Talk of the fourth wall fell for it
   inside the house beat of collarbone
I feel like shiny roadkill 
At what point did the feeling thaw
   more jumping, climb the rig
inside its precious oil only knows you
want 
folk influence
like I want to be guys
augmented on stage
to climb through a video
saxophonist of the lonesomeness
inside all brass 
of the bar 
turning the lights off
marrying a new year to the same 
way it felt 
I can’t forget

When are you most happy?

Grating ginger from spoon feeling, lambent idea of no lucre to save, nothing at all, deposit of warmth – start using joy as a doing, you said I was joy, joying, unjoyed, a joyride ~ this belongs to you!

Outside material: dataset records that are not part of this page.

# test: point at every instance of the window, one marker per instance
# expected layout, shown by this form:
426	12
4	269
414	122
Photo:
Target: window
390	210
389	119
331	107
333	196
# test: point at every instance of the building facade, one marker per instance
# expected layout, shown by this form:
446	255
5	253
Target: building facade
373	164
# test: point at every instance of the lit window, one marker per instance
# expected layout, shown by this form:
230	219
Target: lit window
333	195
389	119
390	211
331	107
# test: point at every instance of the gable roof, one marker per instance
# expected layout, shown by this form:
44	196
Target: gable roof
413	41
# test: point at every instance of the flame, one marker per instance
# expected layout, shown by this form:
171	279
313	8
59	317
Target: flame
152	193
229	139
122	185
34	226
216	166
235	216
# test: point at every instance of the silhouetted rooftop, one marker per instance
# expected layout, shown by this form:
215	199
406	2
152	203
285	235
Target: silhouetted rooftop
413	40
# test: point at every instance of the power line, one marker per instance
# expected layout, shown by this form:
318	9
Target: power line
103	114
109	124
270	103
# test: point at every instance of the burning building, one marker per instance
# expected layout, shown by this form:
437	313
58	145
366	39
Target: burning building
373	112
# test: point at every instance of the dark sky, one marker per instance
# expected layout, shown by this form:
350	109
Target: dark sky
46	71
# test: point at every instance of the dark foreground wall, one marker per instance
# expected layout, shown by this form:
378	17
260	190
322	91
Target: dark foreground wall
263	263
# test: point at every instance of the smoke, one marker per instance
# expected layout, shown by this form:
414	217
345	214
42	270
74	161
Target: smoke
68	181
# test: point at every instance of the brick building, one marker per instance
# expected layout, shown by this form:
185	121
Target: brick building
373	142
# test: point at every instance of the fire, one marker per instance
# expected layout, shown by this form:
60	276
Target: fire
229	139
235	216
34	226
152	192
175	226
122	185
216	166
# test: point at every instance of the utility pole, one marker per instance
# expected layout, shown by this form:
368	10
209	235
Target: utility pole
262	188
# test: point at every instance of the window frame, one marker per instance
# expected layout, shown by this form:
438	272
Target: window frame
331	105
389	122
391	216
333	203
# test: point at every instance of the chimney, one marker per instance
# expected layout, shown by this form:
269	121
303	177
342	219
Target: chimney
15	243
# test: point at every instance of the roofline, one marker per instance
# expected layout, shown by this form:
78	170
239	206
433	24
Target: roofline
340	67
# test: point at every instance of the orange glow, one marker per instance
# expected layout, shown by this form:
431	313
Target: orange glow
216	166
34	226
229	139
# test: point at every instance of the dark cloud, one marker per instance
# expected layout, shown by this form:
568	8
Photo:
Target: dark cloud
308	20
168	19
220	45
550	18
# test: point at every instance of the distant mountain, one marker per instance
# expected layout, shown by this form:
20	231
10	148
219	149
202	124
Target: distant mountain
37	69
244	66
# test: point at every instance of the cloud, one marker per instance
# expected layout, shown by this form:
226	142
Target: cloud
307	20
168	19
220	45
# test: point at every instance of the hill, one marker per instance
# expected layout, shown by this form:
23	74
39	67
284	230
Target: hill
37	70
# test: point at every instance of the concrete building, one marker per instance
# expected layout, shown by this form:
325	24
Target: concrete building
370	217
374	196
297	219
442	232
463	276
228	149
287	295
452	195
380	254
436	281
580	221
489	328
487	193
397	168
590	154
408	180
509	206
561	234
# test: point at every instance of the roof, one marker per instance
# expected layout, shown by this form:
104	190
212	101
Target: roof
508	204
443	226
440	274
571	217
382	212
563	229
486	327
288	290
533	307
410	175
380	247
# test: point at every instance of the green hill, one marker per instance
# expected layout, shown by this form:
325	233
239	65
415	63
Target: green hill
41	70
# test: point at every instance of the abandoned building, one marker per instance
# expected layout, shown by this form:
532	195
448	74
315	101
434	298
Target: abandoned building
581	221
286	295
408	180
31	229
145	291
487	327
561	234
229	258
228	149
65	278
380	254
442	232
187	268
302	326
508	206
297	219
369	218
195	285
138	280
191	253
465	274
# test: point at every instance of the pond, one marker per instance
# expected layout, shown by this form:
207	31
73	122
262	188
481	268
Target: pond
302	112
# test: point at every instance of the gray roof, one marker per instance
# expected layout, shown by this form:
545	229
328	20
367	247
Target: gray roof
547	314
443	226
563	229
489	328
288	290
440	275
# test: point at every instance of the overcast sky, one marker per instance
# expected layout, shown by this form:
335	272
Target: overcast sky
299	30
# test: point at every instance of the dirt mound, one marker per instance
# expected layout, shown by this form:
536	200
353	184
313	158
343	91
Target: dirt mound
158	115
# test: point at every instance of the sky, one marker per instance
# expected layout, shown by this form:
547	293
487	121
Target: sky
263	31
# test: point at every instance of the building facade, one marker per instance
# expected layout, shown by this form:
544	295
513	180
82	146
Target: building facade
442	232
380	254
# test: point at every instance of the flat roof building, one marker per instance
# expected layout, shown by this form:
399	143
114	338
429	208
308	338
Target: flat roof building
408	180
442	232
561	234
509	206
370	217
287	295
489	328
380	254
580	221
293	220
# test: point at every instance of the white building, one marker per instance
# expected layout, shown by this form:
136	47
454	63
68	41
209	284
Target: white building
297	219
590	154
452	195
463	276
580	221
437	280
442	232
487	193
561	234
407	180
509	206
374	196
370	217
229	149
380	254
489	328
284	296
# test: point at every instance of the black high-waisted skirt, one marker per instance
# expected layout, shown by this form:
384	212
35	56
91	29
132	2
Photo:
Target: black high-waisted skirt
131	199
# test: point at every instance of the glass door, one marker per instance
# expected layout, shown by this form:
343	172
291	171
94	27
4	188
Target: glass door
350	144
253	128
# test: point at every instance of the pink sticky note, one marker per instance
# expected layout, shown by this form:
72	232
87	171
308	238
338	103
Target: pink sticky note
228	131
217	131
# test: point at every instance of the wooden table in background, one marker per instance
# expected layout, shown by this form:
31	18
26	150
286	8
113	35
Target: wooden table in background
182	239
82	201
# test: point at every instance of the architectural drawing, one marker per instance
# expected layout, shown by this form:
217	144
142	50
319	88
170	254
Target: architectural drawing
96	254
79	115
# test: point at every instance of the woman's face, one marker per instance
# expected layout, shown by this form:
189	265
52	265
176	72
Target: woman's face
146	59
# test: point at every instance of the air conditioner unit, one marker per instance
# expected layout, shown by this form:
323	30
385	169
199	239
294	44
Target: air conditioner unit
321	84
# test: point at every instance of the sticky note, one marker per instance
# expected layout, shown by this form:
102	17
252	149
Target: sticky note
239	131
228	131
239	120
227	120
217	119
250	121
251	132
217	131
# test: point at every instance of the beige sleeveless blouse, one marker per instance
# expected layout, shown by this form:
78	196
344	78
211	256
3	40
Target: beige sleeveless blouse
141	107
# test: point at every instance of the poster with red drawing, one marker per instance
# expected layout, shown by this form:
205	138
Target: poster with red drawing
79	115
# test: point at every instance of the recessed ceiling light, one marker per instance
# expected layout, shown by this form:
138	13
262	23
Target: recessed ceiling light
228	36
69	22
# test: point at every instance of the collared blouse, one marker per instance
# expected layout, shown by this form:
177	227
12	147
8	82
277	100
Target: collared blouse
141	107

DROP SILVER INTO THE CLAMSHELL

ACID HARVESTS OF CHRISTMAS

DO THIS FOR KICKS

~

a sort of lacquer harvested from trip hop

✿*゚✿*゚✿*゚✿*゚✿*゚✿*゚✿*゚✿*゚✿*゚

Ornament & Missouri

Once, the temperament of the bellflower was of concern to me. I wrote down words like ‘ornament’ and ‘Missouri’. I had a Lamy pen to write sideways, slantwise, of my other life. There was one club in particular where I excelled in the art of other people’s music. What some call karaoke but I call languishing in melody, obsessively, falling apart in front of an audience. I was like the VHS girl-child in Aftersun butchering ‘Losing My Religion’ with such sweetness the whole resort goes silent. What talent had I for pitch or flourish? There was a column of white light above my head at all times which I imagined writing into, solemnly, a long list of my songs. The more they snared in my throat, the more they became me. The newspapers declared this behaviour ‘cheery perennial’ at the local, noted my penchant for particular martinis, the olive glow of the evening. Any evening, you could find me there in a sequin distress, picking my excess off the floor. I had this thing called a hem. It was the way my voice dropped. The way I gathered it up. Outside the club was a cottage garden, can you believe it, where I tended these purple flowers. I spritzed the last of my drinks across their wilted leaves and I murmured the inside scoop of each song, so only the flowers knew. Their growth was writing itself all over the skirts of the club, I was feeding it; soon we would nourish ourselves from the fruits of trial and error. It seemed appalling that my whole generation had fallen back into the habit of other people’s songs. As a child, I was dragged along to open mics, and all the songs were original, weren’t they? You had to put a few coins in the kitty to get on the list. According to the principle of locality, a particle is influenced by its closest surroundings, with interactions limited to the speed of light. But according to Bell, there are variables. The risk of being heckled or worse, adored. I knew my theory of the song to be incomplete and quantum. It went very far. I stroked the rare blue hue of my partial shade. I queued Outside. Sung the non-lexical vocables of glossy stars. Ate lyrics for kicks. I paid the price.